I have a set of strings (in my case it is a column of a pandas dataframe, but it would be ok to consider alternative data structures as list/arrays/...) and I would like to get all "unique" values from that set, where unique is not exact matching but fuzzy matching based on some similarity measure. To give an example, let imagine I have this starting set of strings:
error string |
---|
Source and destination checksums do not match 213423 != 647687 transfer-failed |
Source and destination checksums do not match 654766 != 987821 transfer-failed |
SSL handshake after 1 attempts |
SSL handshake after 1 attempts\t |
SSL handshake after 1 attempts.\n |
Impossible to connect to IP:PORT/PATH{1} User timeout over* |
Impossible to connect to IP:PORT/PATH{2} User timeout over* |
*where IP, PORT and PATH are placeholders for possibly long strings with completely different characters from option {1} to option {2}.

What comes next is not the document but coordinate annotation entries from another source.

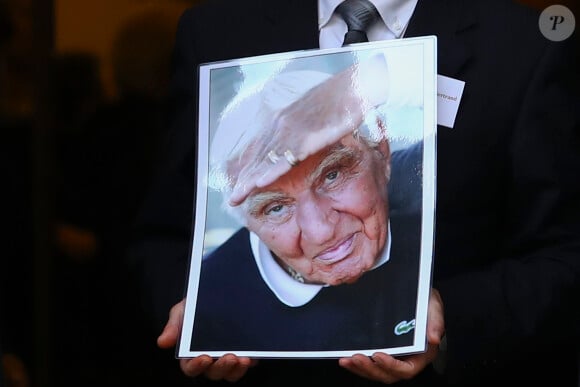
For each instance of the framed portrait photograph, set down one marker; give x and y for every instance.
(315, 202)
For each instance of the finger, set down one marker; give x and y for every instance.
(435, 318)
(168, 338)
(223, 367)
(365, 367)
(196, 366)
(273, 173)
(237, 372)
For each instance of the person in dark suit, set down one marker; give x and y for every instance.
(507, 245)
(320, 265)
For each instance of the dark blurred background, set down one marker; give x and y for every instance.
(83, 94)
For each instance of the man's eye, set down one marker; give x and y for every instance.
(331, 176)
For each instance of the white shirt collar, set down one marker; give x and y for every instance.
(286, 289)
(395, 14)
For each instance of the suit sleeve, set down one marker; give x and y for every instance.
(159, 251)
(528, 298)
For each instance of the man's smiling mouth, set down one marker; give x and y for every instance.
(337, 252)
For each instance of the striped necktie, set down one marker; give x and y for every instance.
(358, 15)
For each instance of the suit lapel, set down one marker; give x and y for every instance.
(451, 22)
(295, 20)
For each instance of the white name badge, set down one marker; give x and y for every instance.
(449, 93)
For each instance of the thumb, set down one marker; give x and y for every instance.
(170, 333)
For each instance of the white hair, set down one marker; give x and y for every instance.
(251, 114)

What I would like as an output is a list of the 3 unique patterns (I marked the third as optional since I guess it would be more tricky):
unique patterns | requirement |
---|---|
Source and destination checksums do not match 213423 != 647687 transfer-failed | mandatory |
SSL handshake after 1 attempts | mandatory |
Impossible to connect to IP:PORT/PATH{1} User timeout over* | optional |
I'm aware of some methods for fuzzy matching, for example as in Levenshtein
and fuzzywuzzy
packages, and I think fuzzywuzzy.fuzz.partial_token_set_ratio
and partial_ratio
do what I want, but only for comparing 2 strings or one string to all the others (fuzzywuzzy.process.extract
), as opposed to all the strings together.
I started implementing myself but I soon realised it is a bit tricky and you need careful considerations in terms of how this scales, so I was wondering whether there's already something available for this purpose. Do you have any suggestions?
Thanks in advance :)